One way to look at the trinity is through relationships. For example, I am a father, a husband, and a grandfather. I am one person but people see me in three different ways. I don't deal with my children in the same way that I deal with my grandchildren. Our son would disown me if I tried to burp him after dinner! And the goochy-goochy-goo thing we do with Mara wouldn't work with our daughter.

I am the same person, but I relate to different people in different ways. I don't relate to my wife in the same way I relate to my children and grandchildren. I am one person but I relate to people with different dimensions of my personality. My grandchildren interact with a different part of me than my wife does, and yet I am the same person. People see different aspects of me depending on my relationship with them.

We understand different dimensions of God when we talk about God as Father, Son, and Holy Spirit.

III

Or, look at it from a different angle. When we play a song, different notes go together to make the melody and harmony, but they all make up the same song. We can hear the song from different perspectives - a soprano will hear some notes more than others. A tenor will relate to different notes, and altos and basses still others, but they all make up the same song.

I'm going to ask Alex for some help here. With these first notes we can identify the song. (Play top notes). Other, different notes support those, but they are part of the same song - (play top chords). Still other notes are part of the same song, but add another dimension to it - (play all chords).

These are three dimensions of the same song. It is one song but there are three different ways of hearing it - of relating to it.

God is one, but there are three different ways of knowing God - Father, Son, and Holy Spirit. Each is a different part of the same thing. And our understanding of the one is richer and fuller when we see all three together.

So as we understand the three parts of the trinity better - Creator, Son, and Spirit - and see each of them as a dimension of the one God, we have a richer understanding of God as three in one - the trinity.

IV

One thing that the trinity makes clear is that God is about relationships. The three persons of the trinity relate to each other, and together they relate to us and our world.

Because God loves us he comes to us in different ways - as creator in the majestic beauty of the world God made, as the son who gave everything for us, and as the Holy Spirit that moves among us and inspires us.

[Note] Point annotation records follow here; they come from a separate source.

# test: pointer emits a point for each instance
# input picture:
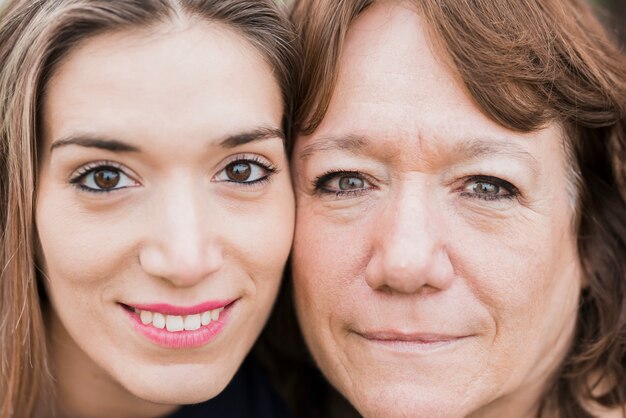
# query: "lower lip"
(414, 346)
(181, 339)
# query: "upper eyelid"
(89, 167)
(253, 157)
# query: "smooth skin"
(171, 116)
(434, 262)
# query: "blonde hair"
(34, 36)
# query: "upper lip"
(168, 309)
(415, 337)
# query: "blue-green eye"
(342, 183)
(489, 188)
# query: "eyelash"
(512, 192)
(255, 160)
(319, 183)
(80, 174)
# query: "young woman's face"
(164, 210)
(435, 261)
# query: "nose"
(183, 244)
(409, 252)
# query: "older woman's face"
(435, 263)
(165, 211)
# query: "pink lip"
(167, 309)
(181, 339)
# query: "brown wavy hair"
(34, 36)
(527, 63)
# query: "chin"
(401, 401)
(173, 387)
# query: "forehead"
(162, 82)
(397, 88)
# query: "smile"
(180, 327)
(177, 323)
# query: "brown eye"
(103, 179)
(239, 171)
(484, 188)
(351, 183)
(106, 179)
(245, 171)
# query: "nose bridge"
(409, 237)
(182, 245)
(409, 250)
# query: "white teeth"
(215, 314)
(206, 318)
(146, 317)
(192, 322)
(158, 320)
(174, 323)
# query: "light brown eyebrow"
(350, 143)
(94, 142)
(109, 144)
(258, 134)
(479, 147)
(472, 148)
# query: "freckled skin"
(417, 249)
(176, 233)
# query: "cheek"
(527, 280)
(263, 235)
(78, 249)
(328, 263)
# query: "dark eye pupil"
(239, 171)
(486, 188)
(106, 179)
(349, 183)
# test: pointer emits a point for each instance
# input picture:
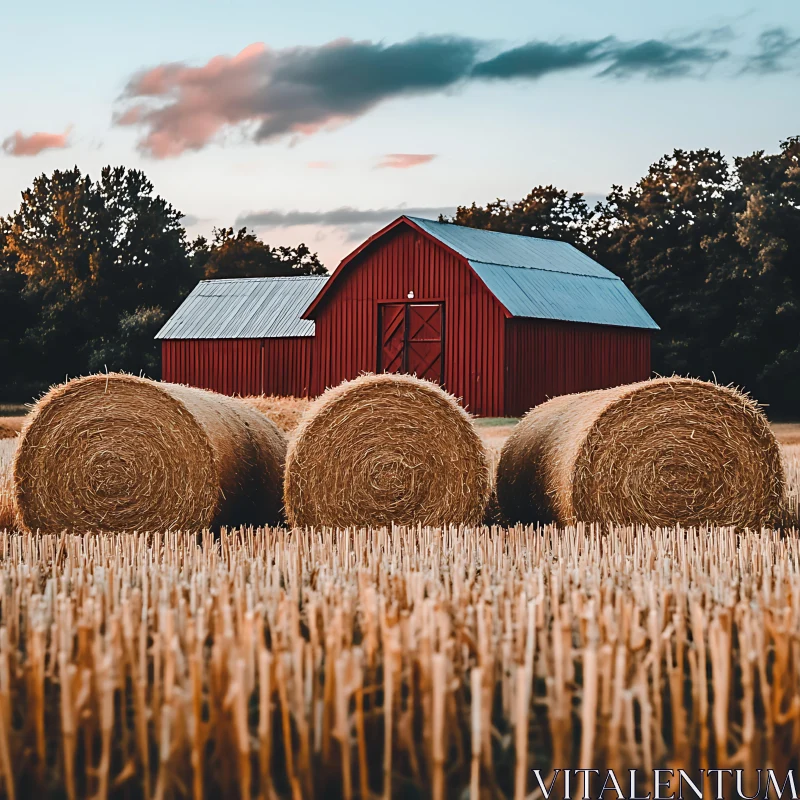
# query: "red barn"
(243, 336)
(502, 321)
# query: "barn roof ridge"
(266, 278)
(525, 280)
(610, 277)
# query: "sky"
(319, 122)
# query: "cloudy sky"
(321, 121)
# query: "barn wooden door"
(424, 343)
(411, 339)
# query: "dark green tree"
(244, 255)
(766, 337)
(93, 254)
(672, 238)
(546, 212)
(18, 314)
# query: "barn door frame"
(406, 328)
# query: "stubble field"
(393, 662)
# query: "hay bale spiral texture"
(385, 449)
(117, 452)
(661, 452)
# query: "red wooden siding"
(240, 366)
(403, 261)
(545, 358)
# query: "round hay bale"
(119, 453)
(662, 452)
(285, 412)
(385, 449)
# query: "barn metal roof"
(245, 308)
(541, 278)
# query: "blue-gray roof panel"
(543, 279)
(567, 297)
(245, 308)
(512, 250)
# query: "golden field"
(393, 662)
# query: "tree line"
(711, 248)
(90, 270)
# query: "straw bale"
(10, 427)
(7, 515)
(661, 452)
(285, 412)
(117, 452)
(383, 449)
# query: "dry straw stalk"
(662, 452)
(383, 449)
(116, 452)
(285, 664)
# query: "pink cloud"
(293, 92)
(405, 160)
(18, 144)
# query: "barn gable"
(531, 278)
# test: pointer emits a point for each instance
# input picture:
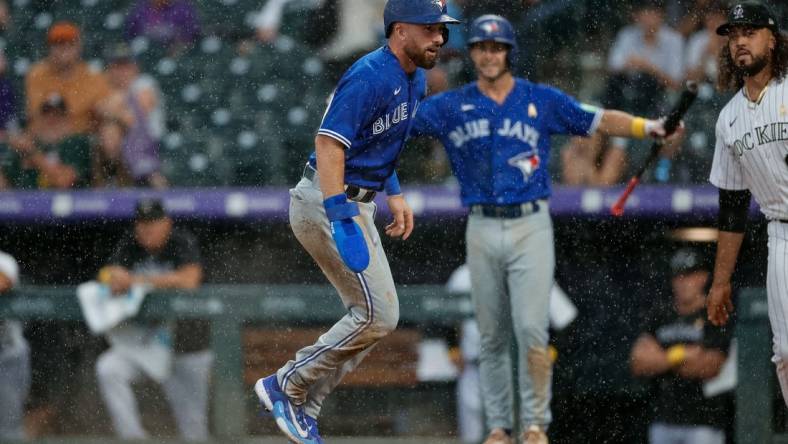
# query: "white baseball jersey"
(752, 144)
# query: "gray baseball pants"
(369, 297)
(511, 263)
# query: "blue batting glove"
(347, 234)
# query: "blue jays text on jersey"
(499, 152)
(371, 114)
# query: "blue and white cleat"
(290, 418)
(312, 424)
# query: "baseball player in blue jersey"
(359, 141)
(496, 132)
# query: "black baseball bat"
(671, 123)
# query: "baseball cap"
(54, 103)
(149, 209)
(751, 13)
(686, 260)
(62, 32)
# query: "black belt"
(506, 211)
(353, 192)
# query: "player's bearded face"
(423, 44)
(751, 49)
(490, 59)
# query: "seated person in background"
(14, 360)
(109, 166)
(135, 103)
(268, 21)
(704, 46)
(173, 24)
(644, 60)
(64, 72)
(48, 155)
(680, 351)
(163, 257)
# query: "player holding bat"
(496, 132)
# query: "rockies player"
(750, 160)
(332, 214)
(496, 132)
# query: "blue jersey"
(499, 153)
(371, 114)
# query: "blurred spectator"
(686, 16)
(136, 104)
(173, 24)
(109, 167)
(268, 21)
(7, 97)
(14, 360)
(161, 257)
(680, 351)
(597, 160)
(644, 60)
(49, 155)
(704, 46)
(359, 29)
(64, 72)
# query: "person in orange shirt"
(64, 72)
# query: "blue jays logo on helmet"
(494, 28)
(421, 12)
(490, 27)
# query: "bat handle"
(618, 208)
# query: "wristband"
(338, 208)
(676, 355)
(104, 275)
(392, 185)
(638, 127)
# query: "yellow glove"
(676, 355)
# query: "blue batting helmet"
(491, 27)
(421, 12)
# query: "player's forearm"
(643, 363)
(620, 124)
(648, 358)
(728, 246)
(330, 155)
(706, 366)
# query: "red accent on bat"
(618, 208)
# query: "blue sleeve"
(568, 116)
(350, 108)
(428, 121)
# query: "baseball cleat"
(312, 424)
(534, 435)
(498, 436)
(290, 418)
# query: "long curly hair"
(730, 78)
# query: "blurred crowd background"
(162, 93)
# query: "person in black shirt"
(158, 256)
(680, 350)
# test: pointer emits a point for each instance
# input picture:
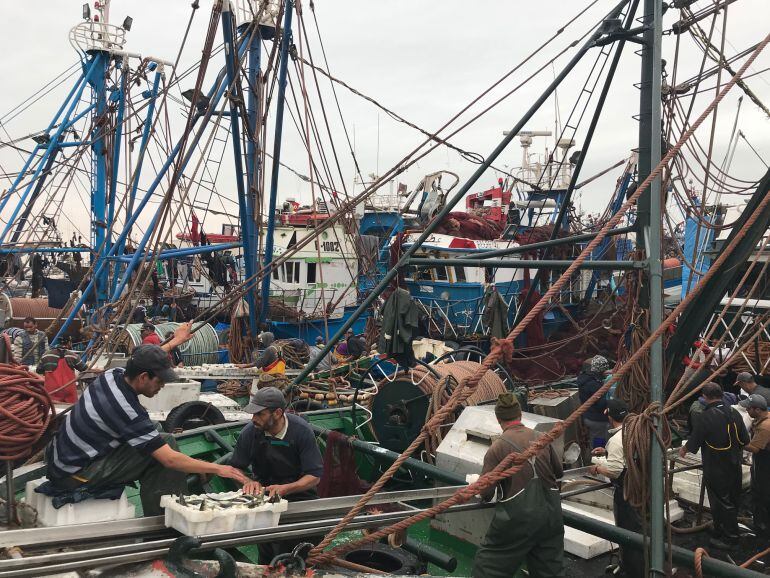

Because there are different dimensions to God, there are different ways in which we can relate to God. Some feel the spirit more than they sense the God of creation; some can identify with Christ, our brother, more than the Father or Spirit. The three facets of God's being make it easier for us to relate to the one God.

Conclusion

The doctrine of the trinity is a lot more complicated than this, of course, but hopefully from these comparisons we get some understanding of how God can be three and still be one God. This mysterious, awe-inspiring God relates to each and all of us, not just in one way but in three ways. To know the three dimensions of the trinity is to have a richer understanding of God - Father, Son, and Holy Spirit.

God called us together for a reason.